Today, Casey feels more like himself with each passing day. DeBruin suggested Casey follow the Zone diet, a plan he’d read about in the CrossFit Journal and credited with his own success.

“With his body weight and his workouts, I wanted to make sure he wasn't taking in too few calories, so that he would be safe when he was trying to lose weight and not go into the starvation mode he was previously in,” DeBruin said.

Instead of obsessing over the scale, Casey measures his success in accomplishments, not pounds. Recently, he walked two miles on a treadmill without stopping, the farthest he’s ever gone.

“I hit 305 (lb.) on a 3-rep back squat the other day like it was butter,” he said. “That was really exciting, but I didn’t get half as excited about that as the fact that I walked two miles without stopping.”

Jessica moved back in with Casey, and when he’s not training, he’s shadowing CrossFit Kolona owner Joshua Hicks as an assistant coach. He hopes to attend a CrossFit Level 1 Seminar and become a full-time coach one day.

“He really has become one of the single most effective motivators we have,” Hicks said. “New people that were afraid to start or nervous would just find comfort in him. He's become highly knowledgeable in a lot of the movements and I find him motivating me during my own personal (workouts). Coaching is about more than outward appearance, it’s about heart and the ability of a person to communicate with others in a way that facilitates change or improvement. Daniel is all of that and more.”

“Teaching people to be better, to be healthier; that’s all I want to do,” Casey added.

In just more than a month, Casey will compete in his second Open. With unassisted lunges, burpees and single skips under his belt, his goal is to rank in the low 5,000s or high 4,000s.

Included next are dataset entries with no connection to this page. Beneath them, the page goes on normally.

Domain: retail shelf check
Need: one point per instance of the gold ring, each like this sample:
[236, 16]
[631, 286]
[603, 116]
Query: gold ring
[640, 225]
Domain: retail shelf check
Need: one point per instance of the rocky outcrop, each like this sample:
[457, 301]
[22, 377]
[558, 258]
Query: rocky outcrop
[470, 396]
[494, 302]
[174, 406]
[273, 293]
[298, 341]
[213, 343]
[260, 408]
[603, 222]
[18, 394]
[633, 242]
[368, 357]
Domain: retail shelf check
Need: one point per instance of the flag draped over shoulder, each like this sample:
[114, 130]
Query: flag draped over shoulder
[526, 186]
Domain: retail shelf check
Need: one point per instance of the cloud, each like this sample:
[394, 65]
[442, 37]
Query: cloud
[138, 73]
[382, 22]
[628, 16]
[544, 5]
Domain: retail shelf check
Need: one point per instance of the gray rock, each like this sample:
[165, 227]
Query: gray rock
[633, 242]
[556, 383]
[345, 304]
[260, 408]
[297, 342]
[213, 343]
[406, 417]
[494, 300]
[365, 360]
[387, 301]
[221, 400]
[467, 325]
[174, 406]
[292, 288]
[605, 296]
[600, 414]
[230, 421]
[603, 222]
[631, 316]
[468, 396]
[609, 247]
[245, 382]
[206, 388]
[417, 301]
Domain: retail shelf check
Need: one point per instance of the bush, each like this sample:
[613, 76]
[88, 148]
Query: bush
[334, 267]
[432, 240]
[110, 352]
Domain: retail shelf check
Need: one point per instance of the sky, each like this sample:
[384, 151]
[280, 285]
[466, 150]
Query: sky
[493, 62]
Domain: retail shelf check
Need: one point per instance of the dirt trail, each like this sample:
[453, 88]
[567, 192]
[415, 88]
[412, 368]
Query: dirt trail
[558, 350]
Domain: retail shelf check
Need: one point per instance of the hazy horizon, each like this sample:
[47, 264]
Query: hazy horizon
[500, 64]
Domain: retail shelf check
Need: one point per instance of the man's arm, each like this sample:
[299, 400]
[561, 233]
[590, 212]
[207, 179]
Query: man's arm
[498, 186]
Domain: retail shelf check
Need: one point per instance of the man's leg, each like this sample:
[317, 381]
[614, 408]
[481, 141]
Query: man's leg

“Not to prove I’m better than anybody, but to prove I’ve gotten better than I was last year,” he said.

And this time, he’ll be competing for himself.

“I don't come in the gym to make people proud anymore,” he said. “I come in here because I enjoy it. I enjoy every bloody second of it. Don’t get me wrong, I want someone somewhere to see me and be like, ‘This guy is awesome, he's proving that it can be done. I’m gonna go change my life, too.’ I want that more than anything in the world, but I can't worry about everybody else in my life. I've got to worry about myself and I’ve got to take care of myself first.”

And to anyone who’s experienced failure with CrossFit, Casey says:

“You didn't fail, you fell down. What do we do when we fall down? We get back up and we go back at it.”